If you recall, in February 2022, everyone was saying that the war would be over in three days. We will finish them off anytime now. Something like the Tbilisi Syndrome, and the events of the five-days war with Georgia, but unfortunately it did not turn out that way.
I would assign a failing grade to the entire Russian intelligence community. In essence, the country's leadership was given -- I would say -- false information that 70% of the Ukrainian population is with us and 30% is against us. It turned out exactly the opposite: 30 for us and 70 against. [That's actually a wild overestimate as well. If we take the support for Medvedchuk's party OPZZh as an indicator of pro-Russian sentiment throughout 2021 and early 2022, it was between 10% and 14%.]
We all know what this led to: literally during the first few weeks, we were taught a serious harsh lesson, and the former Minister of Defense tried to find a face-saving exit from the situation, calling what was happening a "gesture of goodwill." [This is a key admission as Kremlin shills and Moscow always talk about the withdrawal after the failure to capture Kyiv as if it was done to facilitate negotiations.
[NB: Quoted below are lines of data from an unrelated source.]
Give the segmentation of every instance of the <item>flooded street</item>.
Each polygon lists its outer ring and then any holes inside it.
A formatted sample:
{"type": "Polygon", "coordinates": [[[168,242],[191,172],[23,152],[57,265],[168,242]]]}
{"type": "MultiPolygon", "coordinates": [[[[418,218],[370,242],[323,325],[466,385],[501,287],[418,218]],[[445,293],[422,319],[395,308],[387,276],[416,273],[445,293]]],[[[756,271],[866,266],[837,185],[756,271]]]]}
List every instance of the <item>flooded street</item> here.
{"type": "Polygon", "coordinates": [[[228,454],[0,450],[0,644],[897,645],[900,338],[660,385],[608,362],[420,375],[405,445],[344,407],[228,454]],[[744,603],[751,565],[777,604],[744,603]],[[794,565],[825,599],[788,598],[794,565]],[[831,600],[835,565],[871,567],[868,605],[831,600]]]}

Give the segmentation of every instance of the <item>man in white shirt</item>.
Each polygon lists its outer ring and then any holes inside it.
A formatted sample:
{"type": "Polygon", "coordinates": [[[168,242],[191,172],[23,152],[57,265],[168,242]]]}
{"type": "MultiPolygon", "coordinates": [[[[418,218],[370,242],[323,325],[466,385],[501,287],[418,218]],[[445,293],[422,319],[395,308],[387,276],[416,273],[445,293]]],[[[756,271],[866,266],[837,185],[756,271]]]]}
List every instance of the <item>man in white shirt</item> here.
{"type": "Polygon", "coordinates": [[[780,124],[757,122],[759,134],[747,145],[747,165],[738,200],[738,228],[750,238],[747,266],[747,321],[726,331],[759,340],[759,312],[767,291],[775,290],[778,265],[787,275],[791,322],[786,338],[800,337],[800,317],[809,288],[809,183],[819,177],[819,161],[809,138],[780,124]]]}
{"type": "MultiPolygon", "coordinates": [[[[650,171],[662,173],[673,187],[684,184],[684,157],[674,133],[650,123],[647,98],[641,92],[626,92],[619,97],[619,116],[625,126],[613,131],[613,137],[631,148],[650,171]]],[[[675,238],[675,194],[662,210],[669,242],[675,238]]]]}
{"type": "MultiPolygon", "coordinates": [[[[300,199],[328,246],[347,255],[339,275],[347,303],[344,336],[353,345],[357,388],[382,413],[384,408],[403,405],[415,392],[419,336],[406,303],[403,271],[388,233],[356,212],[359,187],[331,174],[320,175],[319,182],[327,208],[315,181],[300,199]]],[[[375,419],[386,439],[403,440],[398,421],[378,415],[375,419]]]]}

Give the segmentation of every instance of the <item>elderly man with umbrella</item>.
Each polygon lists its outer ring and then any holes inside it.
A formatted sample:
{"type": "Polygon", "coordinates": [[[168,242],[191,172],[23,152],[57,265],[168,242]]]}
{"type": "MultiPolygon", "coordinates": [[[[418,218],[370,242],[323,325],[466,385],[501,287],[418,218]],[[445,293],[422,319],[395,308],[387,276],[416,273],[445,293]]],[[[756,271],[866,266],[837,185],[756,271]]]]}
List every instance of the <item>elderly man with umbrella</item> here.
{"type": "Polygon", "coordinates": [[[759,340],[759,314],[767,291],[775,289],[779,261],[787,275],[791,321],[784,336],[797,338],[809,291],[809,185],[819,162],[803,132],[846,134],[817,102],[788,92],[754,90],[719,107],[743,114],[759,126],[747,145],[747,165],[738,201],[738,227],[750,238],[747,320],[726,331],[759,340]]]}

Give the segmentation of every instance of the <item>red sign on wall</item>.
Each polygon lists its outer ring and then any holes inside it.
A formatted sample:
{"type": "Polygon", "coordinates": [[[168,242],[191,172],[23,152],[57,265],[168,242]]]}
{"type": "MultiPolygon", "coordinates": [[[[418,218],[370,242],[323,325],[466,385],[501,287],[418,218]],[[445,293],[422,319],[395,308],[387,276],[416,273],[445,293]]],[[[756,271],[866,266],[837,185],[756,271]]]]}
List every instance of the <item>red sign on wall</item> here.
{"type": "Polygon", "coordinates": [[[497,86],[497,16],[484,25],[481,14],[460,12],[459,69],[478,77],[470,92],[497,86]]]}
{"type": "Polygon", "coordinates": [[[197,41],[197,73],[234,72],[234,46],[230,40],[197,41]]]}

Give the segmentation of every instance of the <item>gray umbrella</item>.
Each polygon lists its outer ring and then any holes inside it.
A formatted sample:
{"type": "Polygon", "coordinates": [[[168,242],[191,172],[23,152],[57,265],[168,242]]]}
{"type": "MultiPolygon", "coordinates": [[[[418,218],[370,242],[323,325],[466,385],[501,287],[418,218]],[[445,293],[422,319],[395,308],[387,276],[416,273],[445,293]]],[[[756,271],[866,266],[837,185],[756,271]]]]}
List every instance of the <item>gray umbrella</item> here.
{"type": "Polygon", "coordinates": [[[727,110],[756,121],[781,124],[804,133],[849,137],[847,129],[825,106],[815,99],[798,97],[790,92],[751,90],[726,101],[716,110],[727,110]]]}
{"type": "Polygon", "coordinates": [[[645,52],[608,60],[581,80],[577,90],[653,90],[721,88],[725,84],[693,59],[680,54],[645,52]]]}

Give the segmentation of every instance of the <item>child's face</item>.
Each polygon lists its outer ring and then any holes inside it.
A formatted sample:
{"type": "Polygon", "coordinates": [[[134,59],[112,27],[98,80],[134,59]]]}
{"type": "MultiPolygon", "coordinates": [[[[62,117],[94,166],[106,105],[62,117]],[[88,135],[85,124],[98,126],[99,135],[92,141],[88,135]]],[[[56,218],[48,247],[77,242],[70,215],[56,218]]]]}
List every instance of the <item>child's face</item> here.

Note that the General is prevaricating a bit here too: it wasn't Shoigu who called it a "gesture of goodwill" but Kremlin spokesman Peskov, who also explicitly tied it to "creating favorable conditions for negotiations" and said that Putin had ordered the withdrawal for that purpose. I wrote about this on March 28, saying that the need to withdraw must have come from the miltiary, which had realized the original plan had failed, and then the Kremlin had to put a positive spin on it: https://slantchev.wordpress.com/2022/03/28/putin-and-the-generals]
Our army knows how many dead, wounded, and maimed people we left there, and I think that this sorty has not been fully revealed yet. [At this point, the visibly shaken host says, with a breaking voice, "To be honest, I did not expect this turn of events and this sort of frankness at the very beginning of our conversation." He has reason to be fearful: what the General just said would definitely be "discrediting the armed forces" and punishable by lengthy prison time.]"
The only prominent person talking like that used to be everyone's favorite war criminal and Russian imperial doomer Igor Girkin, and even though many milbloggers had been echoing his analyses, this is the first time that I am aware of that an actual General has said the same thing out loud.
He basically confirmed what many of us have been saying all along: Putin was misled by rosy estimates of the prospects of victory and support for Russia among Ukrainians, and made the worst strategic error one can image.